Can’t forget this moment, not for a long time. The Georgia Native Plant Society (GNPS) had posted on Facebook, of the virtues of Sumac bushes/small trees. It caught my eye, for my city kid roots (Brooklyn, New York) always tagged sumacs as B-A-D. Poison sumac was found in Brooklyn and the other five boroughs of New York City. It was to be avoided. The GNPS’s Facebook post told of the virtues of Georgia’s native sumacs. Attractive in the garden, hardy and supplies valuable food to birds and more.
This Viceroy flew in while we were working Woody Pond at Harris Neck National Wildlife Refuge, on the Georgia coastline. Lauren had recommended Harris Neck, and there we went. The Viceroy flew to the sumac that grew on that 4-foot wide strip that separated the Woody Pond trail from the pond’s edge (think alligators!). This Viceroy was fresh and Gorgeous, and began nectaring immediately on the few Sumac flowers that had opened.
So, suddenly Sumacs were good, very good. They attracted beautiful butterflies! That was an epiphany, for me. GNPS touted Sumacs, and there I was excited about a Sumac in a fab Refuge, as it attracted a totally OMG! Viceroy.
Our 8 months ongoing Macon, Georgia back garden now has dozens of trees, bushes and perennials that we’ve added to it, 97.5% of them natives. With Spring ’20, what did we discover? Winged Sumac and Smooth Sumac plants appeared, and began to grow. We didn’t plant them. I chose the several that would be terrific placements, and look strong and robust, and I staked them (so Petra & Cuiffi) don’t trample them. Lots of you know how anxious I am to see these Sumacs surge forward in the Spring ahead of us.
Sumacs and Jeff, we’ve gone along way.
Isn’t that how life often unfolds? I was working the Wetland Trail at Raccoon Creek State Park in southwestern Pennsylvania. I reached the pond edge, and slowly moved along the shrubs that grew inches from the water. My eyes are trained now to spot things different, butterfly-sized.
There it was! Mama Mia!! The first Bronze Copper butterfly I’d ever seen. Stay calm, Jeff. Slowly prepare to shoot it. I was so excited, for the early morning sun was at my back, there was no breeze and the sky that morning was blue. Glassberg in his A Swift Guide to the Butterflies of North America has this species as “LR-LU” (Locally Rare – Locally Uncommon).

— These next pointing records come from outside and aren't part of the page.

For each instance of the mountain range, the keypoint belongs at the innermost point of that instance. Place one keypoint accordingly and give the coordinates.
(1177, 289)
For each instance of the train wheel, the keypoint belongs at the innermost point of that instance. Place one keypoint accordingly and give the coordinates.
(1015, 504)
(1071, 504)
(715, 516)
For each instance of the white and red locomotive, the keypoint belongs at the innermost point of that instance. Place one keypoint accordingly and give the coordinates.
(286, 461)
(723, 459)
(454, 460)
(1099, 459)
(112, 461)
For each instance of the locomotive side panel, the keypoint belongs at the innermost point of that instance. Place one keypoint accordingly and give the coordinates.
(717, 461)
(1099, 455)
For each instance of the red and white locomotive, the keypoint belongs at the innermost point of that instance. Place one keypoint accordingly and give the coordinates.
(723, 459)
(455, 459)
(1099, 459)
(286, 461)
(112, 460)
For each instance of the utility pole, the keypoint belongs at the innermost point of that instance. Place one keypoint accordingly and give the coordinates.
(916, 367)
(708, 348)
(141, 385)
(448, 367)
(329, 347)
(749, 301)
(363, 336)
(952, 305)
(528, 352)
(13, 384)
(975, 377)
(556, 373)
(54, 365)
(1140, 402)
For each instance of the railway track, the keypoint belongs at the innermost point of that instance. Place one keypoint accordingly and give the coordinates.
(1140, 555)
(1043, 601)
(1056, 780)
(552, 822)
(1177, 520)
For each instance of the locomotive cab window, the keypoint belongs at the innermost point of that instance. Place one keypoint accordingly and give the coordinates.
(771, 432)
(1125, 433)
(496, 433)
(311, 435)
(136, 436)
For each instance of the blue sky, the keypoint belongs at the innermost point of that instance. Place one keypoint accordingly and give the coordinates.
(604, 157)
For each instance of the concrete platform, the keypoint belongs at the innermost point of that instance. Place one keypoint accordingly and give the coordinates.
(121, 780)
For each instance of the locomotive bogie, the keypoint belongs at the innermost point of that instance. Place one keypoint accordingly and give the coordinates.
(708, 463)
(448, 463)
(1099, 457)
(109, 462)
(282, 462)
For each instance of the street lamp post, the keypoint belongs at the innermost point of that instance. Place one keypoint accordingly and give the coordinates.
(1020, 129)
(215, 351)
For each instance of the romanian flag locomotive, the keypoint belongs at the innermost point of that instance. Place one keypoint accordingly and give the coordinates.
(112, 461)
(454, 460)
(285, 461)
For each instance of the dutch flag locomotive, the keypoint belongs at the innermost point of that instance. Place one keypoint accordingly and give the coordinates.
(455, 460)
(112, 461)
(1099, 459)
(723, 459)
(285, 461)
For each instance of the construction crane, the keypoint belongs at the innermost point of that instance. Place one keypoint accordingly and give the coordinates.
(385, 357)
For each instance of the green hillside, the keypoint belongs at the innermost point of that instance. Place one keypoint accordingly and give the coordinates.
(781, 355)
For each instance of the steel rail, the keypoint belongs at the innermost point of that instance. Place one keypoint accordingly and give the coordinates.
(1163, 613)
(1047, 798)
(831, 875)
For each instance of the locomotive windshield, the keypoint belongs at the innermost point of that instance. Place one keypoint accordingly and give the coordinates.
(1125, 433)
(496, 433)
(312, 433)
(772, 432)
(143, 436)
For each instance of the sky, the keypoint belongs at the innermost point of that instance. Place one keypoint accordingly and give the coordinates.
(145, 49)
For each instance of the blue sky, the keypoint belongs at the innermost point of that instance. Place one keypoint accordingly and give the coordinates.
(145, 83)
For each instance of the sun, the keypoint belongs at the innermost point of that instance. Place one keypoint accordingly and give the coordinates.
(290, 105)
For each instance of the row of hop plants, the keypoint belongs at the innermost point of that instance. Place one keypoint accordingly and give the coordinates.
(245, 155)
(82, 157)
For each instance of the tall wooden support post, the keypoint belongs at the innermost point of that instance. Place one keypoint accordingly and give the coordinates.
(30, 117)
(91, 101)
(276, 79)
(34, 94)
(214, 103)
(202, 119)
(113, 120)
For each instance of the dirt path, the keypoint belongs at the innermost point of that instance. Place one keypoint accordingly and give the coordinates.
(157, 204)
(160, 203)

I’ve only seen one a single time after that, and that was years ago. Was this a chance meeting? After a lifetime of sometimes fighting, living amidst sometimes danger (very), watching helplessly as Frieda A”H slipped away, and those years of carrying long steel on my person, I’ve come to see such a bit differently. Here I am, and I’ve endured much, yet lookee, lookee, I am now sharing A Bronze with you, my Bronze, and a beaut!
For me, a Thank You G-d moment.
This gorgeous Palamedes Swallowtail butterfly was nectaring on thistle. Now I don’t know the name of the thistle, at the edge of Woody Pond in Harris Neck National Wildlife Refuge on the coast of Georgia. I’ve learned that Harris Neck Refuge has a number of very earnest supporters, so I hope Laura and some of the wonderful people I met there in late August 2018 will help name this spindly thistle with its almost white flowers.
Those thistle flowerheads were busy with many different butterflies. This visit by a Palamedes was special though. You’d think that I would bring my Macro- lens closer to the butterfly, for a Macro- lens can approach 1:1 imagery, as long as they are very close to your subject.
I was at that 3′ strip of green growth at the pond’s edge, and Brooklyn boy did not want to get a single inch closer then I was, with all due respect to the alligators that may or may not be in the pond, an arm’s length away.
I was recently gently chided for this reluctance. You must know that those ‘gators, heretofore mostly unknown to me, soooo reminded me of the Connected guys I grew up with. There they are, right where you are, and you know them, they know you, but mostly leave them alone, and all will be good and dandy.